Many Brexiteers are familiar with fractional Imperial currency in UK and this is no doubt a part of the Great British Empire that they want to return to since everything British is so far superior to anything “bloody foreigners” do. Here is my rough guide to imperial currency in case we do Brexit.
Decimalisation – the conversion from imperial to decimal currency that we are now familiar with – occured in 1971 while the partial transition to decimal weights and distances occured in UK in 1995. I was 5 in 1971 (1971 – 5 = 1964, a leap year). I was born at home which was probably the norm back then with a midwife only attending for half an hour or so if at all or if there were complications. The vast majority of houses would have one cold water tap in the kitchen, coal fires, a tin bath that would be filled with hot water heated on a gas stove and used by the whole family once a week and an outside toilet at the bottom of the garden. Racism and discrimination was part of everyday life – common, accepted and expected. Foreign holidays started in the 70s but there was very little tolerance of that “foreign muck” – garlic, pizza, spaghetti and probably even lager.

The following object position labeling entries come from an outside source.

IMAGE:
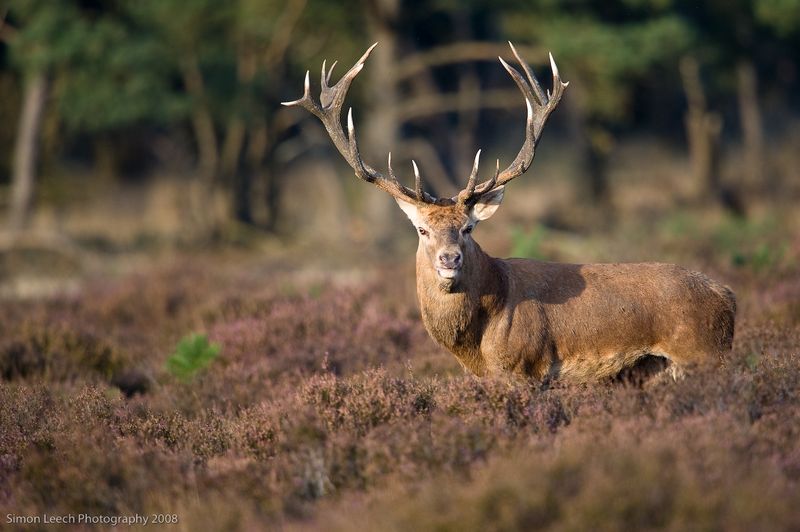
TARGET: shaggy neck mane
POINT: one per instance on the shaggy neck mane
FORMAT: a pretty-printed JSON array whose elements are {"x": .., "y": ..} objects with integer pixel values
[{"x": 455, "y": 314}]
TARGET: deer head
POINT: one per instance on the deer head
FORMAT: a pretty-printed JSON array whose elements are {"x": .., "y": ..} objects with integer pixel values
[{"x": 444, "y": 225}]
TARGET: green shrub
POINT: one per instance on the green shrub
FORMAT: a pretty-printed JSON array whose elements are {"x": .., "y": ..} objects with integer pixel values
[{"x": 193, "y": 353}]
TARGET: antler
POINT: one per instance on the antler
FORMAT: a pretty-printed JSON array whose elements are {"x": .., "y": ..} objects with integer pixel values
[
  {"x": 539, "y": 105},
  {"x": 329, "y": 112}
]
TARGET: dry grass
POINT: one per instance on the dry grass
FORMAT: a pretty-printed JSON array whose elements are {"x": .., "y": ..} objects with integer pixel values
[{"x": 330, "y": 405}]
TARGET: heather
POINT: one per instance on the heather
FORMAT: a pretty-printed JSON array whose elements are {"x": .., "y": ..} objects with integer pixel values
[{"x": 327, "y": 405}]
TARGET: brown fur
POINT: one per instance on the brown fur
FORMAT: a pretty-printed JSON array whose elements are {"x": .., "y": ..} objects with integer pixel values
[{"x": 576, "y": 321}]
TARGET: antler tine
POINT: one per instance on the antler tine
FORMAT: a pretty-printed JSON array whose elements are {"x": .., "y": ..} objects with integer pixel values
[
  {"x": 333, "y": 97},
  {"x": 306, "y": 102},
  {"x": 417, "y": 182},
  {"x": 539, "y": 105},
  {"x": 468, "y": 192},
  {"x": 329, "y": 112},
  {"x": 541, "y": 98}
]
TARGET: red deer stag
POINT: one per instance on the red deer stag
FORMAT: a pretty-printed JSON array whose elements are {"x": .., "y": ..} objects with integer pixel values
[{"x": 540, "y": 319}]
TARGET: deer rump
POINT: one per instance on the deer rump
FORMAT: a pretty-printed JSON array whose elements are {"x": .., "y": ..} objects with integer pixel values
[
  {"x": 539, "y": 319},
  {"x": 584, "y": 322}
]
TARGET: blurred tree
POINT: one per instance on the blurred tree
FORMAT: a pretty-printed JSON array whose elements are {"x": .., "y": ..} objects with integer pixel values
[{"x": 606, "y": 48}]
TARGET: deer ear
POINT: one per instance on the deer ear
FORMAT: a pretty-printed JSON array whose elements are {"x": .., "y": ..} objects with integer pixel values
[
  {"x": 488, "y": 204},
  {"x": 410, "y": 209}
]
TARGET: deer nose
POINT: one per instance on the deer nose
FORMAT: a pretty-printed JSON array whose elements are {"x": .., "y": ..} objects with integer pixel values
[{"x": 450, "y": 259}]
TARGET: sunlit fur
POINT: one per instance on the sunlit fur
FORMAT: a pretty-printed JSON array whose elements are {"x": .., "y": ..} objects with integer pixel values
[{"x": 579, "y": 322}]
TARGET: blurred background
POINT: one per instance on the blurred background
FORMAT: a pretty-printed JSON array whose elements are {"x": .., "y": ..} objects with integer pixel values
[{"x": 137, "y": 128}]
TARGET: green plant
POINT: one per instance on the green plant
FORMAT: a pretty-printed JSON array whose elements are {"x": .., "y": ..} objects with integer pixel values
[{"x": 193, "y": 353}]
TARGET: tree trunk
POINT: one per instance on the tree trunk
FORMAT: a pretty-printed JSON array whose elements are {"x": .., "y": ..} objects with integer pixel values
[
  {"x": 703, "y": 129},
  {"x": 752, "y": 128},
  {"x": 26, "y": 151},
  {"x": 202, "y": 121}
]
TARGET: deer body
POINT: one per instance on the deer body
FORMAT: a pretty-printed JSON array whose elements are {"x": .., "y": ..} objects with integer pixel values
[
  {"x": 575, "y": 321},
  {"x": 539, "y": 319}
]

Great British Empire currency and weights and measures was based on fractions. I can remember the coinage and notes and I was taught fractions and decimals at the many primary schools I attended.
There were 12 pennies (d) to a shilling (s), 20 shillings to a pound (£). There was also a half-penny, a ‘hapenny’. The notation was £/s/d so that prices might appear as £/2/11 or 2s/11. There was also a guinea which was 21 shillings – don’t know if there was a guinea note – that I think was only used for buying and selling horses. You would have ‘thrupence’ and 2 and half d coins. [Correction. There wasn’t a 2 and 1/2d coin 6d had the value of 2 and 1/2 new pence in the conversion to decimalisation. 2.5 new pence really but decimals weren’t really understood then.] Shillings were known as bobs so two shillings would be ‘two bob’. There was currency to the value of £2, probably a £2 note. Notes were huge back then and paper.